The greenish fruits are eaten raw with salt or may be cooked as a sauce. They are also stewed with true apples. The red fruits are juicier and more flavourful and suitable for eating out-of-hand.

Kantola image Kantola

Botanical Name: Momordica dioica, M. cochinchinensis
Other Names: Spiny gourd, Teasle gourd, Kakrol, Kankro, Kartoli, Kantoli, Bhat korola

After peeling the spiny skin the vegetables are cut into quarters and usually curried. In some parts of India they are used to make pickle or hollowed, stuffed with spices and steamed. Kantola has a bitter taste but not as bitter as karela, and therefore has an acquired taste.

Karela image Karela

Botanical Name: Momordica charantia
Other Names: Bitter gourd, Bitter melon, Hanzal, Nigauri, Peria, Karawila, Balsamina, Foo gua

The seeds and pith of karela is intensely bitter and must be removed before cooking. The skin is tender and edible. The fruit is most often eaten green, it becomes more bitter as it ripens. Karela is used in many Asian dishes despite its very bitter taste. It is de-seeded and salted for a few hours and then washed in preparation for cooking. It is used to make curries, pickles and used in stir-fries.
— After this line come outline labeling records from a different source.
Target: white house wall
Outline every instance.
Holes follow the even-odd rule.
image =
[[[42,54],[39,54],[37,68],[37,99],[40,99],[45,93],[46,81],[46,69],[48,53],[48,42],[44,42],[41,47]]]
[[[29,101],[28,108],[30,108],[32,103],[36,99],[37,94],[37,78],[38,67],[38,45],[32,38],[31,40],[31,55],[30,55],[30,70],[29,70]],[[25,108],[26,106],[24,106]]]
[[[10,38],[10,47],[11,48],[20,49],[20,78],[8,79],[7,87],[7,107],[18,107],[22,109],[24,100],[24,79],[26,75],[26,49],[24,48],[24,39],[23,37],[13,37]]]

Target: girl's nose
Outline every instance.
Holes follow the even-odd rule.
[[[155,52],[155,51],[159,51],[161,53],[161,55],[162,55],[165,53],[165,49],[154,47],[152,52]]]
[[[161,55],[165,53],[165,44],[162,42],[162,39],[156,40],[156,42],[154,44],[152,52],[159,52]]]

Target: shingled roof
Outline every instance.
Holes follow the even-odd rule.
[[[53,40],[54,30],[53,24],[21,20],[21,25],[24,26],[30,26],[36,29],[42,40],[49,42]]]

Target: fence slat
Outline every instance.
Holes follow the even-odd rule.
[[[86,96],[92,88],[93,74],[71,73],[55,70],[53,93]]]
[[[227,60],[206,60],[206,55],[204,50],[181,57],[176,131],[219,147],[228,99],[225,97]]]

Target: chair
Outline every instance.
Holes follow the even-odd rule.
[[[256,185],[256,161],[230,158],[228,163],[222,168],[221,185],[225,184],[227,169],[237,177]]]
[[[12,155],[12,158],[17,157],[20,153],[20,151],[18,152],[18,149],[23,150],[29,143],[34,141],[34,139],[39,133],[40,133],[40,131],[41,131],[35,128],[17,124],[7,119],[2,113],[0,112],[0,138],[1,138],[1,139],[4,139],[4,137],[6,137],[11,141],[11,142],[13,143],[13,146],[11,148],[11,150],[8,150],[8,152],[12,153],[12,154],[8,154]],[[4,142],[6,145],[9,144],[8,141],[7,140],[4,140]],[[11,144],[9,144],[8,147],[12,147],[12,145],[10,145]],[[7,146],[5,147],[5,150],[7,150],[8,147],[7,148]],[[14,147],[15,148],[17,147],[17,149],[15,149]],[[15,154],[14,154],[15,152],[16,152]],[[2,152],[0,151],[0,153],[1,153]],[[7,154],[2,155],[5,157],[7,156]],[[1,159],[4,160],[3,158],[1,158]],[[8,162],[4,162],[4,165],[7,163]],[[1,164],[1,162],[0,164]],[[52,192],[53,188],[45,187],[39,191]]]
It can be stuffed with a spicy filling and steam cooked.

Kiwi image Kiwi

Botanical Name: Actinidia deliciosa
Other Names: Chinese gooseberry, Kivi, Macaque peach, Wood berry

In addition to eating out-of-hand, they are served as appetizers, in salads, in fish, fowl and meat dishes, in pies, puddings, and prepared as cake-filling. Ice cream may be topped with kiwifruit sauce or slices, and the fruit is used in breads and various beverages. Kiwifruit cannot be blended with yogurt because an enzyme conflicts with the yogurt process.